# speedlite 430ex ii won't flash. Help!



## terriblyuncreative

Hey so I'm totally new to flash photography and etc, but I got this 430ex ii and it worked great until one day I picked it up and it just wouldn't flash anymore. 

The pilot light doesn't turn on and when I press it, it doesn't test shoot. Perhaps I need to change the batteries but they are relatively fresh and the flash unit itself turns on and I can change all the options its just that it doesn't flash or test flash. 

I don't know what to do! 

Any advice would be much appreciated!!

PS. I purchased it from Amazon, so I don't even know who to send it into to get it fixed.


----------



## 889Media

Try the batteries before you go into panic mode  The flash need some power to fire, but not nearly as much power to power on. As you get used to your flash, you will see that when your batteries starts to die, the unit will take longer and longer to charge up enough power to fire, until it just can't flash at all... even though it is still on!
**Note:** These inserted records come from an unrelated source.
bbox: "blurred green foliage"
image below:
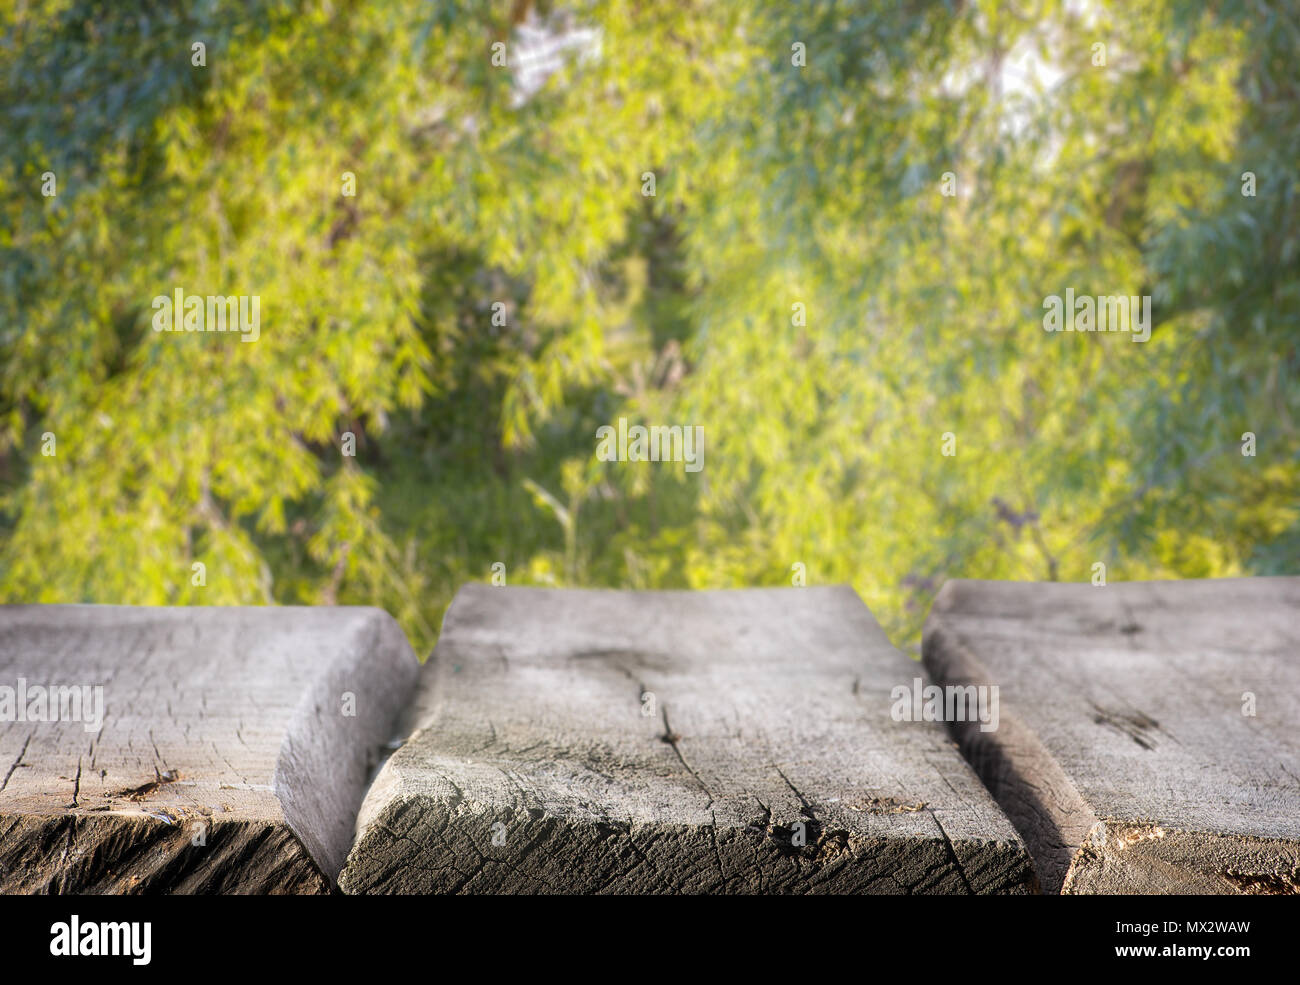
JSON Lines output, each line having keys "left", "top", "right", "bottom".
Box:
{"left": 1, "top": 0, "right": 1296, "bottom": 657}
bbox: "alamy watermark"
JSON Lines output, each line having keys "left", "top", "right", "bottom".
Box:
{"left": 1043, "top": 289, "right": 1151, "bottom": 342}
{"left": 0, "top": 678, "right": 104, "bottom": 732}
{"left": 596, "top": 417, "right": 704, "bottom": 473}
{"left": 50, "top": 916, "right": 151, "bottom": 965}
{"left": 890, "top": 677, "right": 999, "bottom": 732}
{"left": 151, "top": 288, "right": 260, "bottom": 342}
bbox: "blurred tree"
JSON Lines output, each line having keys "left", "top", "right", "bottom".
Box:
{"left": 1, "top": 0, "right": 1295, "bottom": 656}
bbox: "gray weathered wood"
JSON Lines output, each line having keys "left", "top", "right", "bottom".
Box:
{"left": 0, "top": 605, "right": 418, "bottom": 893}
{"left": 923, "top": 577, "right": 1300, "bottom": 894}
{"left": 340, "top": 584, "right": 1036, "bottom": 894}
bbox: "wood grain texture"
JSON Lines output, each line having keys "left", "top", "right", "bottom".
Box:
{"left": 923, "top": 577, "right": 1300, "bottom": 894}
{"left": 0, "top": 605, "right": 418, "bottom": 893}
{"left": 340, "top": 584, "right": 1036, "bottom": 894}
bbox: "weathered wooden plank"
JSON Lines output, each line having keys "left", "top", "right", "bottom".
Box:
{"left": 340, "top": 584, "right": 1036, "bottom": 894}
{"left": 0, "top": 605, "right": 418, "bottom": 893}
{"left": 923, "top": 577, "right": 1300, "bottom": 894}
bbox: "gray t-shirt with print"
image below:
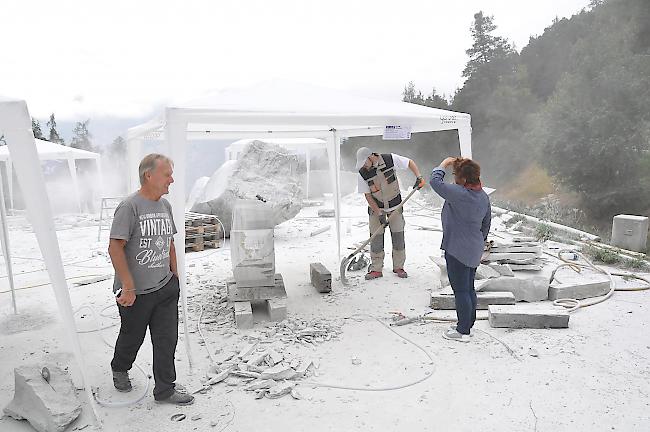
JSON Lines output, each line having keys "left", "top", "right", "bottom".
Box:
{"left": 110, "top": 192, "right": 177, "bottom": 295}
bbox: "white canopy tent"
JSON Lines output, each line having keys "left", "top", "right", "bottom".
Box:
{"left": 225, "top": 138, "right": 327, "bottom": 198}
{"left": 0, "top": 139, "right": 102, "bottom": 212}
{"left": 0, "top": 97, "right": 97, "bottom": 421}
{"left": 127, "top": 80, "right": 472, "bottom": 369}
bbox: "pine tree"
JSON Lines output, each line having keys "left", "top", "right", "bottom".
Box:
{"left": 32, "top": 118, "right": 45, "bottom": 139}
{"left": 70, "top": 119, "right": 93, "bottom": 151}
{"left": 462, "top": 11, "right": 515, "bottom": 79}
{"left": 46, "top": 114, "right": 64, "bottom": 144}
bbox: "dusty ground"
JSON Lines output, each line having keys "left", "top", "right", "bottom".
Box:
{"left": 1, "top": 195, "right": 649, "bottom": 432}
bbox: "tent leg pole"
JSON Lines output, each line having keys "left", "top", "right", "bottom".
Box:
{"left": 0, "top": 173, "right": 17, "bottom": 314}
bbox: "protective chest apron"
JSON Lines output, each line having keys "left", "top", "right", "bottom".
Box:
{"left": 359, "top": 153, "right": 402, "bottom": 211}
{"left": 358, "top": 153, "right": 406, "bottom": 272}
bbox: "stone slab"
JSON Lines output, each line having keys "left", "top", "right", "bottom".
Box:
{"left": 490, "top": 245, "right": 542, "bottom": 254}
{"left": 234, "top": 302, "right": 253, "bottom": 329}
{"left": 228, "top": 274, "right": 286, "bottom": 302}
{"left": 548, "top": 280, "right": 611, "bottom": 300}
{"left": 309, "top": 262, "right": 332, "bottom": 293}
{"left": 509, "top": 264, "right": 543, "bottom": 271}
{"left": 488, "top": 263, "right": 515, "bottom": 277}
{"left": 430, "top": 291, "right": 516, "bottom": 310}
{"left": 488, "top": 304, "right": 569, "bottom": 329}
{"left": 3, "top": 364, "right": 81, "bottom": 432}
{"left": 484, "top": 252, "right": 539, "bottom": 262}
{"left": 479, "top": 276, "right": 549, "bottom": 302}
{"left": 265, "top": 298, "right": 287, "bottom": 322}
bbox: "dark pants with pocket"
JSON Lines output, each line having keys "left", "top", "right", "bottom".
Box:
{"left": 111, "top": 275, "right": 179, "bottom": 401}
{"left": 445, "top": 252, "right": 477, "bottom": 335}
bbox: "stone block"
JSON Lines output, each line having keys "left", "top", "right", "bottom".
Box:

The batteries, even though fairly new, can be of low quality...specially if they are something that you got with your flash. Even good batteries will have somewhat of a low life span when used in a flash like that.

EDIT: good, rechargeable, batteries is the way to go I guess. I have still not purchased that for my flash as it is still fairly new...but after being through several sets of batteries already, I have no doubt that a charger and some rechargeable batteries will pay for it self after a couple of days


----------



## KmH

If you bought it new, it has a Canon warranty. For a warranty repair, you send it to Canon.

Canon U.S.A. : Consumer & Home Office

Canon U.S.A. : Service & Support

Canon U.S.A., Inc.


----------